Northern states cool to border crossing fee

– By Michael Hill’s estimation, 90 percent of the people pumping gas at his station just south of the U.S.-Canada border in Washington state are Canadians.

Gas north of the 49th parallel, he said, is about $1.30 a gallon more expensive than in the United States. But that’s not the only product that Canadians seek in visits to Washington state: Beer, wine and milk are significantly cheaper (beer and wine alone are roughly half the price in the U.S.).

Add a strong Canadian dollar and the result is a key element of the economy in the towns of Whatcom County. For example, the town of Blaine, population just shy of 5,000, generates more than $225,000 from a penny-a-gallon gas tax, which is about 30 percent of its street maintenance budget.

That’s why Hill and others are troubled by the notion of charging a fee to enter the U.S. by land. Last month, in its 2014 fiscal year budget proposal, the Department of Homeland Security sought approval to study a fee at land border crossings.

“It’s a deterrent,” said Hill, whose station is fully stocked with wine and has a reader board that says “Thank you, Canadians.”

“They should be doing anything they can to get them down here to buy more,” he added.

That lone request sparked wide opposition among members of Congress from Northern states, who vowed to stop it. A fee, they say, would hurt communities on the border that rely on people, goods and money moving between the U.S. and Canada.

“The imposition of such a toll would act as a barrier to the greater economic integration that we seek, and is the absolute last thing we should be doing to grow our economy,” stated a letter sent to Homeland Security Secretary Janet Napolitano earlier this month signed by 18 Republican and Democratic House lawmakers.
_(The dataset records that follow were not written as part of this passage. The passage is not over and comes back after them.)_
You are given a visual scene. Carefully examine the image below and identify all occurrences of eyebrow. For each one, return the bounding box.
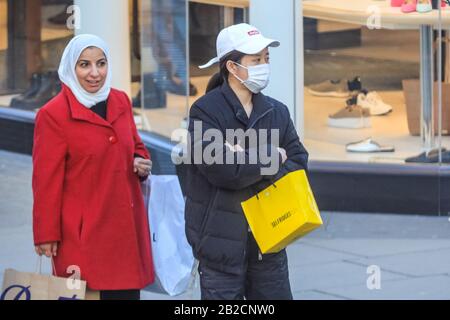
[78,58,107,63]
[249,53,270,58]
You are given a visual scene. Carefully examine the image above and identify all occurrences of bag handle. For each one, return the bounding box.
[252,182,278,200]
[35,256,56,276]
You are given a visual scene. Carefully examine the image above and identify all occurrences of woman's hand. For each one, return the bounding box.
[34,242,58,258]
[277,148,287,163]
[134,157,152,177]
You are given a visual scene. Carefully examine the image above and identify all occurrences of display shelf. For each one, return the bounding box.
[303,0,450,30]
[189,0,250,8]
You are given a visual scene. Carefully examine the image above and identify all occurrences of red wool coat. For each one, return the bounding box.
[32,86,154,290]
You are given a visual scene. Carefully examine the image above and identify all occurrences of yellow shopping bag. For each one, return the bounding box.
[241,170,323,253]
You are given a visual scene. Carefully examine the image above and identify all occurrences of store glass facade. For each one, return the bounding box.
[0,0,450,215]
[303,0,450,215]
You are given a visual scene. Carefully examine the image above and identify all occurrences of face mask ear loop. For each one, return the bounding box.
[231,61,248,84]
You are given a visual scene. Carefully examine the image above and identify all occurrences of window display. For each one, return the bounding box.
[304,0,450,164]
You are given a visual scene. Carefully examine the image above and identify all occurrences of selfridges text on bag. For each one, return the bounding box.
[0,257,86,300]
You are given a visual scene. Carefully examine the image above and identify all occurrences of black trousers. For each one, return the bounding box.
[199,233,292,300]
[100,290,141,300]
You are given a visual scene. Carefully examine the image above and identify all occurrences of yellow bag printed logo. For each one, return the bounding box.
[241,170,323,253]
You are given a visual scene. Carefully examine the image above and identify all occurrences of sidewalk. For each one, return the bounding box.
[0,150,450,299]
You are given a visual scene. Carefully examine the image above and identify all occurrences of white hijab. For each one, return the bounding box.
[58,34,111,108]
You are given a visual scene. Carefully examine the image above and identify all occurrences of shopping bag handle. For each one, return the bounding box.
[256,182,278,200]
[35,256,56,275]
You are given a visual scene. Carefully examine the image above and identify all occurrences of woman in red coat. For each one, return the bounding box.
[32,34,154,299]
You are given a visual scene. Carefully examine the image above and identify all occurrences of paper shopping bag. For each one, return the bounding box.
[241,170,323,253]
[0,258,86,300]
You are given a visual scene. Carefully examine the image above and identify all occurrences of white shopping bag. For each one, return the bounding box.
[144,175,195,296]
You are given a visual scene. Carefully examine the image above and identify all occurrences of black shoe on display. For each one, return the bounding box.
[142,74,167,109]
[9,73,42,108]
[348,77,362,92]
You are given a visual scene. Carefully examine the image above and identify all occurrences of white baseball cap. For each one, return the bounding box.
[199,23,280,69]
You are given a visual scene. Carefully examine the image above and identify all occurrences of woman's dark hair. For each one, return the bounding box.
[206,50,245,93]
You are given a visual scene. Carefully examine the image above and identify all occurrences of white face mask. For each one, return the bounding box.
[233,62,270,94]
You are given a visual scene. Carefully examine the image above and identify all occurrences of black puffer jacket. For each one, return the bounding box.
[185,83,308,274]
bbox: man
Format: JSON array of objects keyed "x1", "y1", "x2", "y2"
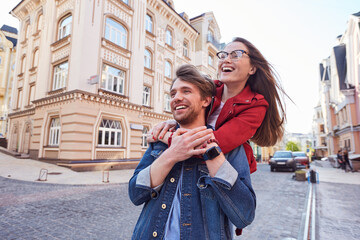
[{"x1": 129, "y1": 65, "x2": 256, "y2": 240}]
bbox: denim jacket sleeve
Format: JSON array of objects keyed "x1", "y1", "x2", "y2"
[
  {"x1": 129, "y1": 143, "x2": 166, "y2": 206},
  {"x1": 198, "y1": 146, "x2": 256, "y2": 228}
]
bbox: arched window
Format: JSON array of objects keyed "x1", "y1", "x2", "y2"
[
  {"x1": 165, "y1": 29, "x2": 172, "y2": 46},
  {"x1": 145, "y1": 14, "x2": 153, "y2": 33},
  {"x1": 24, "y1": 22, "x2": 30, "y2": 41},
  {"x1": 207, "y1": 29, "x2": 214, "y2": 42},
  {"x1": 21, "y1": 55, "x2": 26, "y2": 73},
  {"x1": 32, "y1": 49, "x2": 39, "y2": 67},
  {"x1": 98, "y1": 119, "x2": 122, "y2": 147},
  {"x1": 142, "y1": 86, "x2": 150, "y2": 106},
  {"x1": 141, "y1": 127, "x2": 149, "y2": 148},
  {"x1": 183, "y1": 41, "x2": 189, "y2": 57},
  {"x1": 105, "y1": 18, "x2": 127, "y2": 48},
  {"x1": 144, "y1": 49, "x2": 151, "y2": 69},
  {"x1": 58, "y1": 15, "x2": 72, "y2": 40},
  {"x1": 101, "y1": 64, "x2": 125, "y2": 94},
  {"x1": 208, "y1": 53, "x2": 214, "y2": 66},
  {"x1": 52, "y1": 62, "x2": 69, "y2": 90},
  {"x1": 49, "y1": 118, "x2": 61, "y2": 146},
  {"x1": 164, "y1": 93, "x2": 171, "y2": 112},
  {"x1": 36, "y1": 13, "x2": 44, "y2": 31},
  {"x1": 165, "y1": 61, "x2": 172, "y2": 78}
]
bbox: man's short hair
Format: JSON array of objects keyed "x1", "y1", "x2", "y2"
[{"x1": 170, "y1": 64, "x2": 216, "y2": 99}]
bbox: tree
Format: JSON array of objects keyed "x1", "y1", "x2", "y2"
[{"x1": 286, "y1": 141, "x2": 300, "y2": 152}]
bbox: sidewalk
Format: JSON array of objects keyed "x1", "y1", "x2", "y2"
[
  {"x1": 0, "y1": 152, "x2": 360, "y2": 185},
  {"x1": 0, "y1": 152, "x2": 134, "y2": 185},
  {"x1": 310, "y1": 161, "x2": 360, "y2": 185}
]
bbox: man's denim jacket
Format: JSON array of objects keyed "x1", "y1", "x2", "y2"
[{"x1": 129, "y1": 142, "x2": 256, "y2": 240}]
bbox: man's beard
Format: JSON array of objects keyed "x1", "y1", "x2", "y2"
[{"x1": 174, "y1": 109, "x2": 200, "y2": 125}]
Currently it costs nothing to enter the country by land. Air and sea crossings already have a fee of less than $2, which are included in ticket prices.

But border fees, albeit local ones, already exist on the Southern border. In Texas, local municipalities charge fees to use bridges that connect Mexico and the U.S.

Ken Oplinger, president of the Bellingham/Whatcom County Chamber of Commerce in Washington state, worries about an increase to the wait time at the border. He said border traffic has just fully rebounded to pre-Sept. 11 volumes, adding that on summer weekends the wait to enter the U.S. can be as high as two hours. He fears that adding some sort of mechanism to collect the toll would mean more waiting time.

For Kenn Morris, president of marketing research firm Crossborder Group Inc. in San Diego, the future of the border is in public-private partnerships, unless the government acts to improve ports of entry. For example, a private company operates and builds a port of entry, booths and roads, and charges a fee to recoup its investment.

“I think that it’s inevitable that more border regions use those tools and those who don’t want to use it, that’s their choice, but they shouldn’t take the ability for other regions to at least look at that option,” he said. “For those regions that want the ability to charge a fee, we need good analyses to create good policy.”